They’d been a full ten feet away from him. Besides, “What the devil does a grown man have to say to a six-year-old boy?”

“‘Hello’ makes a good beginning.”

“I’ve bloody well said hello. And more than that! I’ve said…well…” He couldn’t really think of anything he’d said directly to the boy. To Chip. But he’d said plenty.

“You’re the parent, my lord. It’s your responsibility to make it right. What did your father talk with you about?”
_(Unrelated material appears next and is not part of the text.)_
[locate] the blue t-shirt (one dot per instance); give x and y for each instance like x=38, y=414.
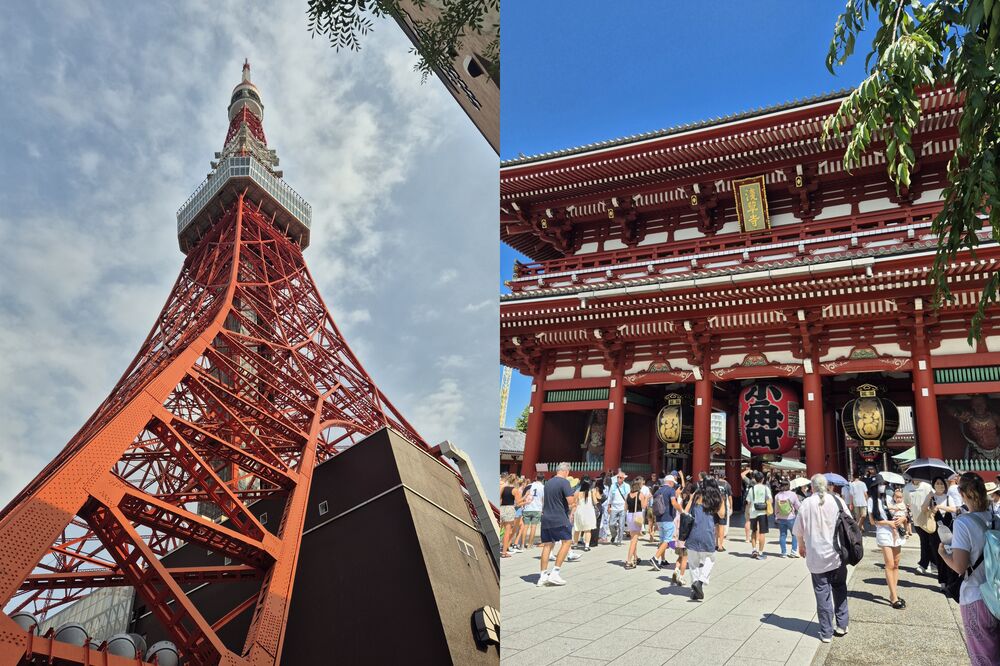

Charles snorted. “He didn’t.”

That stopped her, softened her voice and her patience. “But if he had, my lord, if he’d been the very best father in the whole world, what would you have talked with him about?”

This was completely beyond his experience. “He wasn’t anything like the very best father.”

“Well, then, you’ll have to make do with your imagination.”

“Meaning?”

“Find out what Chip likes to do and ask him about that.”

“He certainly likes to run away from me.”

She grabbed his sleeve and held onto him. “Then, sir, I’ll give you this hint: he seems fascinated by the deer on the estate.”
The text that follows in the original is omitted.